Enculeur de mouche

Article publié le 5 décembre 2007
Article publié le 5 décembre 2007

Attention cet article n'est paru dans aucun groupe du magazine et n'a donc fait l'objet d'aucune relecture.

Lorsque, cédant à une manie aussi vaine que stérile, quelqu'un autour de vous s'obstine, immodérément, à vouloir tout mesurer en détail, à trier précautionneusement par le menu ce qui se trouve sur son chemin ou à dénombrer point par point avec une rigueur inquisitoriale jusqu'à la plus infime vétille et, de surcroît, fait subir à son entourage proche ou lointain les désagréments de son irrésistible penchant, on peut alors sans gêne, en allemand, baptiser cet athlète de la chicane du doux nom de ‘korinthenkacker’, littéralement, le ‘chieur de Corinthe’.

Assurément, c'est un emmerdeur ! Mais pourquoi de Corinthe ? Ne mettant nullement en cause la réputation des habitants de cette vénérable cité grecque, la référence concerne seulement les délicieux petits raisins qui en sont originaires et que l'on utilise parfois en pâtisserie.

Or, assis devant une telle douceur, avant d'y planter sa fourchette et de passer résolument à l'attaque, un vrai ‘korinthenkacker’ est capable de passer une journée entière à inventorier l'un après l'autre, les petits fruits secs dont son gâteau est garni, au cas où, éventuellement, il en manquerait un.

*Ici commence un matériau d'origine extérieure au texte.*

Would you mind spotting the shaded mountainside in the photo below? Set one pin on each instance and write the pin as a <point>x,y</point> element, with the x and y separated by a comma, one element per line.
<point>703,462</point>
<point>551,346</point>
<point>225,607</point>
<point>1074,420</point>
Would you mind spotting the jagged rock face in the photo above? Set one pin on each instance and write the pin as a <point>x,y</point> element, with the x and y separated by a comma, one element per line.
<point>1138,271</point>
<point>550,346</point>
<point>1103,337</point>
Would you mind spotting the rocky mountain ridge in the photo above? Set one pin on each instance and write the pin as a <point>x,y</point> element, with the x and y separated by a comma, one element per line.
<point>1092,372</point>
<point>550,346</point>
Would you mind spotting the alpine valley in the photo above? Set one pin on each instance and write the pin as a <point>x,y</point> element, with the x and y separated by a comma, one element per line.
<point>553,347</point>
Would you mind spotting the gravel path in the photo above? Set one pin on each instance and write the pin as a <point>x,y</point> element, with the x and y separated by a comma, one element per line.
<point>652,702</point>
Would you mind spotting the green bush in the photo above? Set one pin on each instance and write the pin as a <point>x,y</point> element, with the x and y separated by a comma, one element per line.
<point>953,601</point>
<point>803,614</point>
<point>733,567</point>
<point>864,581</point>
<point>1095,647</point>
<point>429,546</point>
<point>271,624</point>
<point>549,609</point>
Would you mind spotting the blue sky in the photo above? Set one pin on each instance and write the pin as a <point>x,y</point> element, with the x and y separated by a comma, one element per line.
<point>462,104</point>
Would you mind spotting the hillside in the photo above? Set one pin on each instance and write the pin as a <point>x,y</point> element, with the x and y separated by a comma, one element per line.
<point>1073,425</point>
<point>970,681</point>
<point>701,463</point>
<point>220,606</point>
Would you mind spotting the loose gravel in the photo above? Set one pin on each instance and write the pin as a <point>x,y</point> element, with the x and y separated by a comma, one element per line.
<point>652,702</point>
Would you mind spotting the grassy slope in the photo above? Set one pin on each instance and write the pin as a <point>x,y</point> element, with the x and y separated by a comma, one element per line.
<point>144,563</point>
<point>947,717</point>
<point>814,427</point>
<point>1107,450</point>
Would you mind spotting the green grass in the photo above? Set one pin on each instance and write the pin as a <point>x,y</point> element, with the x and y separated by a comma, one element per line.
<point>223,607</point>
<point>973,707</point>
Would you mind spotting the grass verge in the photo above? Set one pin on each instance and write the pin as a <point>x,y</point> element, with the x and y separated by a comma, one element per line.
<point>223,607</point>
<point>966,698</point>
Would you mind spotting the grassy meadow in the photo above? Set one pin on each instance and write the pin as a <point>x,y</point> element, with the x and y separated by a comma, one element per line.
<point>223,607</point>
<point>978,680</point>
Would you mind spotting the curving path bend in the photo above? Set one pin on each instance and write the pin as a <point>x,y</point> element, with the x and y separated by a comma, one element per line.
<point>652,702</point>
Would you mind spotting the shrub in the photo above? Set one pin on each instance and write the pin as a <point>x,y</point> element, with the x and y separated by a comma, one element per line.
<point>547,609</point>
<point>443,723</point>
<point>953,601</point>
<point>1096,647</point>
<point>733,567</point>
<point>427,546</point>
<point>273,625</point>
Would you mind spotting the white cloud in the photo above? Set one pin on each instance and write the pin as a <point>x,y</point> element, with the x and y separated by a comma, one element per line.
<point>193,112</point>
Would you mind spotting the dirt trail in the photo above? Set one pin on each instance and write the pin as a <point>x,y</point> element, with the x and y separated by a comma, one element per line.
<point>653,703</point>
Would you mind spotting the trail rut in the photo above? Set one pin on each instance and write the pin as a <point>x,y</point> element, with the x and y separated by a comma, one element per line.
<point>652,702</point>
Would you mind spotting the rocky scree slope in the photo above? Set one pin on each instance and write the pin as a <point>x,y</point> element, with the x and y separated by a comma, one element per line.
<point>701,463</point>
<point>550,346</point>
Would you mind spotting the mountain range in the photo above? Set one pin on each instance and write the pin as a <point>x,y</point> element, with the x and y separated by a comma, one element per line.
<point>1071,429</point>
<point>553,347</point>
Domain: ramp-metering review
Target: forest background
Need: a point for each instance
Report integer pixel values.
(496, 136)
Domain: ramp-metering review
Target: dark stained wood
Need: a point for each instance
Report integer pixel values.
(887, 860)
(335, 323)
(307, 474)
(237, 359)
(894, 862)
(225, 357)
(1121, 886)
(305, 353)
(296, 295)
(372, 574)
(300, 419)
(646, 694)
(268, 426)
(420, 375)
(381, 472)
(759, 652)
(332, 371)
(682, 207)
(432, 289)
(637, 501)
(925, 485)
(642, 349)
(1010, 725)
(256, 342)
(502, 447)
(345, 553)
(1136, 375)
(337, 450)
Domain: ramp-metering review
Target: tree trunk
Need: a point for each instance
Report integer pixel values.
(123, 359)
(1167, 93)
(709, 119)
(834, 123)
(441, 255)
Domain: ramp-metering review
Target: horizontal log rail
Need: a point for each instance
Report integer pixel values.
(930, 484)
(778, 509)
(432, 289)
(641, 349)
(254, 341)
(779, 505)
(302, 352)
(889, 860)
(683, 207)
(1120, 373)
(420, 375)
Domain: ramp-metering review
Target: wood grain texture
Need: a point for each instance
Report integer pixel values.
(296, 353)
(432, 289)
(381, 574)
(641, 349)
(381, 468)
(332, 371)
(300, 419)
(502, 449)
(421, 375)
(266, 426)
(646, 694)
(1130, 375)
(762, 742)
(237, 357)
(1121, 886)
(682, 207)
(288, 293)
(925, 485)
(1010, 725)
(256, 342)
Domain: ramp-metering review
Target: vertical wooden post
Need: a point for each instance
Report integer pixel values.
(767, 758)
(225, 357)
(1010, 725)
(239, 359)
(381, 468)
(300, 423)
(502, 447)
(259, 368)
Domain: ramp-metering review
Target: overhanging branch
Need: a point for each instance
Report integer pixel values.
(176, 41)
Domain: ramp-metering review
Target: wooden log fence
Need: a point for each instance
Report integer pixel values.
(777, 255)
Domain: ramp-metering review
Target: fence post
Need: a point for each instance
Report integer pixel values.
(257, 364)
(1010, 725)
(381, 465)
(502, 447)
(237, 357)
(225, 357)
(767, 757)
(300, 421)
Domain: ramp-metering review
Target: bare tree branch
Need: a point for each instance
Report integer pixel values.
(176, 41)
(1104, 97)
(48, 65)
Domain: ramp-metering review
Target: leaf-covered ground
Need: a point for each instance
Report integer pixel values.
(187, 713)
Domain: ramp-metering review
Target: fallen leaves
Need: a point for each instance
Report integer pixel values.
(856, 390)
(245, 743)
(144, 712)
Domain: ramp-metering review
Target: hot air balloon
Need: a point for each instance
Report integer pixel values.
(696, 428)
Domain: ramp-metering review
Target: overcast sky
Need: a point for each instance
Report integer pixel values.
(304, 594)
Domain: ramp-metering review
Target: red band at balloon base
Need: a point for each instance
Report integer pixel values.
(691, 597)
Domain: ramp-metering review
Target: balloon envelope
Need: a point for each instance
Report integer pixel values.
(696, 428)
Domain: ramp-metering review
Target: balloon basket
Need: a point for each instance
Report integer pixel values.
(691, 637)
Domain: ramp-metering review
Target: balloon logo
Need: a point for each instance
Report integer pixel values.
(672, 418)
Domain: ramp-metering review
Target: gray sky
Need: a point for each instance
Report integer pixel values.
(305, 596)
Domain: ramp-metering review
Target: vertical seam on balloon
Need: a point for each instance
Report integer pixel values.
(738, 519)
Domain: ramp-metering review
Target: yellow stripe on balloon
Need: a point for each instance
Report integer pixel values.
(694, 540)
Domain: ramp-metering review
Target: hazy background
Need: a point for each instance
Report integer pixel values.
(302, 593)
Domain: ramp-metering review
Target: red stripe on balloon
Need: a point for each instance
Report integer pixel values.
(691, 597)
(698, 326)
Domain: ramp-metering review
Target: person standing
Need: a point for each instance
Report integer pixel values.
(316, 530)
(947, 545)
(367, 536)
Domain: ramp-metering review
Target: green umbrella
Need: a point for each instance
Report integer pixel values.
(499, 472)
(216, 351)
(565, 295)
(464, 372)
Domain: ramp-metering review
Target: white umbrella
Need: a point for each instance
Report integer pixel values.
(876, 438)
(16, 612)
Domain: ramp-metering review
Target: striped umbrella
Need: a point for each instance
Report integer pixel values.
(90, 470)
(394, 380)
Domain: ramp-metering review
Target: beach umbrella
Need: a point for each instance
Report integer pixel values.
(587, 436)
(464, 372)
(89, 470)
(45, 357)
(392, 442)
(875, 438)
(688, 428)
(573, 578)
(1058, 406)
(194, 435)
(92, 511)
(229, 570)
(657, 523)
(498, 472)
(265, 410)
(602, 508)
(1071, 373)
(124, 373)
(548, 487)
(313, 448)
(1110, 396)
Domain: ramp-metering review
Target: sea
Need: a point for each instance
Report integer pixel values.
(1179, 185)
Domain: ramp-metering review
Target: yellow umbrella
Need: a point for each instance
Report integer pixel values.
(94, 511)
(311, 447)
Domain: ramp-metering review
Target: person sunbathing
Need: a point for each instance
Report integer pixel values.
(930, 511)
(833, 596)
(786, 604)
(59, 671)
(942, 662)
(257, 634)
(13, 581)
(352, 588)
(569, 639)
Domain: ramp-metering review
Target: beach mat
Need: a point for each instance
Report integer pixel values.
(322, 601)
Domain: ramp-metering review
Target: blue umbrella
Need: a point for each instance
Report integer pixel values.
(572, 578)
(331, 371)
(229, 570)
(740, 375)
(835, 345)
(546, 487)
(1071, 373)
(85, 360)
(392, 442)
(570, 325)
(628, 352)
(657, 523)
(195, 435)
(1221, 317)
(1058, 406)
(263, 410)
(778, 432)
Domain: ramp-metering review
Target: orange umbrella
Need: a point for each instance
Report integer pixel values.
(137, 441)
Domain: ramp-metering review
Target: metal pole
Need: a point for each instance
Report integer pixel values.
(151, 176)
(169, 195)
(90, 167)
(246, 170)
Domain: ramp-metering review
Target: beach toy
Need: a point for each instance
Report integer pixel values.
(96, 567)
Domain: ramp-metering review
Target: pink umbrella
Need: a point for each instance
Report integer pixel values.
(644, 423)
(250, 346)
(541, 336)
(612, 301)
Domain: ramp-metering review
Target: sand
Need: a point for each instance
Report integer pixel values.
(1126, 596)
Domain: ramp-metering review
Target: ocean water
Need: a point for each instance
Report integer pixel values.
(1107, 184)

A peine moins triviaux, les Français, fustigeant l'ergoteur, le désignent comme un ‘enculeur de mouches’. C'est à l'auteur, Louis Ferdinand Céline, que l'on doit la popularité de cette expression. Au Pays-Bas, ce sont d'autres insectes que notre entomologiste sodomite se plaît à tourmenter. Aussi est-il préférable de ne pas nommer notre chicaneur ‘mierenneuker’. Devant l'insinuation mortellement blessante d'avoir commis le péché de fourmi-cation, alors que les cheveux déjà lui en tombent, sa réaction pourrait être de se mettre à les compter sur le champ avant de rendre l'âme.

Plutôt que de collectionner les raisins secs, l'emmerdeur polonais préfère dénombrer les petits cailloux répandus dans le jardin. Toutefois, quand son excès de pédanterie dépasse les limites du supportable, on laisse entendre autour de lui que, pendant qu'il pinaille, on a largement le temps de fabriquer une sculpture avec le contenu de la cuvette des chiottes.

En plus appétissant et plus au sud, le tatillon ‘corinth-italien’ ne trouvera pas le repos avant d'avoir cherché un poil dans l'ouf, comme le dit l’expression ‘cercare il pelo nell'uovo’, alors que l'espagnol recensera, lui, les pois chiche, ce qui le rapproche singulièrement du germanique, ‘erbsenzähler’, le compteur de petits pois...

Du côté des Anglais, bien que cette attitude mesquine fasse l'objet d'une plus grande mansuétude, elle n'en reste pas moins impopulaire. On prend ses distances vis à vis de celui que l'on nomme chercheur de poux, le ‘nitpicker’.

Voilà donc un aperçu des parents proches de l'emmerdeur de Corinthe. Finalement, il en ressort dans de nombreuses langues européennes, qu'il est, avant tout, étroitement perçu comme un coupeur de cheveux en quatre.